Amid the chaos, UK MPs have now ‘done a Cromwell’ for parliament
OLIVER Cromwell, Britain’s 17th century Lord Protector, is seared into the Irish folk memory, his name synonymous with the brutal slaughter of innocent civilians in Co Wexford in 1649. His infamy lives to this day. But on the adjacent and larger island, Cromwell is chiefly celebrated for advancing the rights of parliament and helping lay a milestone on the long road to universal suffrage. A large statue of the man stands close to the entrance of the UK parliament at Westminster.
Amid the rolling, slow-motion car crash that is Brexit, something remarkable has happened in the role of parliament and which harks back to the memory of Cromwell. The British memory, that is.
Day three of Theresa May’s uphill battle to win support for her reviled Brexit deal unfolds today. But it has been clear since the opening hour of these proceedings that she has already been upstaged by her MPs.

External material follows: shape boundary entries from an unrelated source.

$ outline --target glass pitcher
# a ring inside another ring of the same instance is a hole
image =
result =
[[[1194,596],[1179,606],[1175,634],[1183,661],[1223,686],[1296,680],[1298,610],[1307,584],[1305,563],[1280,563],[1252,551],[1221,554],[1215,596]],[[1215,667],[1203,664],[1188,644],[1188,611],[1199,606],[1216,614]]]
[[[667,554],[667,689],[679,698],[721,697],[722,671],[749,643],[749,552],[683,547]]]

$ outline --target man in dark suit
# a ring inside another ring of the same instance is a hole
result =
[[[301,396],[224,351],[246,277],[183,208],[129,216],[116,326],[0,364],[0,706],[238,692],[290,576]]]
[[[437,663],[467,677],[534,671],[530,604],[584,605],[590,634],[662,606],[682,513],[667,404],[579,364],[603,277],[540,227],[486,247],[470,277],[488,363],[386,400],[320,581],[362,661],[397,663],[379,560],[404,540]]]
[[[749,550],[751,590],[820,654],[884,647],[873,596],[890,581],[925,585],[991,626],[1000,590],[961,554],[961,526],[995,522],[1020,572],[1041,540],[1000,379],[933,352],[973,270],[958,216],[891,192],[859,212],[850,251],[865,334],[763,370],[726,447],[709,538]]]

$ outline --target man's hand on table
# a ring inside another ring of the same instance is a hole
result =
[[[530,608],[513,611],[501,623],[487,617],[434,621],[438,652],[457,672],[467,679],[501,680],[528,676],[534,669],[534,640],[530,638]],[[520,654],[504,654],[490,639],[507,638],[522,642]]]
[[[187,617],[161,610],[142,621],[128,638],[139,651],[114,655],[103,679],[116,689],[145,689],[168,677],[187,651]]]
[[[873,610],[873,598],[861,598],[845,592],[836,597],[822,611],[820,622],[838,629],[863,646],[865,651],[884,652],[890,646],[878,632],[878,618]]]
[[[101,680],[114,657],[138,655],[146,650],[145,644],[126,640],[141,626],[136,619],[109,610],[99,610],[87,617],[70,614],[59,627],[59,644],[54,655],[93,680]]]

The MPs drew first blood by voting for the first time to convict the government of “contempt of parliament” and obliging the executive to publish the full text of legal advice furnished by the attorney general on the draft EU-UK withdrawal agreement. The opposition trumpeted that outcome as a “badge of shame” for Mrs May.
But the next vote was far less symbolic, and gave the parliament real potential power over Brexit. It gave the MPs the power if we get the expected outcome that Mrs May fails in her attempts to ratify her exit treaty.
It ensures MPs can amend any motion the government brings to the House of Commons relating to its divorce deal with the European Union. In practice, it means the UK parliament will give the thumbs down for a no-deal Brexit.
And while a move like that would not be legally binding, such is its political force in the current fraught circumstances that the will of parliament cannot be ignored. The good news is that there is no majority at Westminster for a no-deal Brexit.
The less good news is that there is no clear will as to what should happen after the expected failure of Mrs May’s admirable but ill-fated efforts.
Word from Brussels yesterday was that the EU might be amenable to trying to offer her some “help” if she fails to land her deal by a narrow margin.
But such help appears only to stretch to embellishing the language in the accompanying declaration to frame big picture talks on the future EU-UK relationship after Brexit.
Publication of the full AG’s legal advice on the withdrawal agreement puts the focus back on Ireland’s key interest: the Border backstop. Proceedings at Westminster again emphasise to us that avoiding the return of a hard Border in Ireland is peripheral when set against English politicians’ doctrinaire objections to the EU.
So, Irish politicians’ and diplomats’ jobs remain exactly the same. It is to ensure that aspect of the EU-UK deal is not unpicked.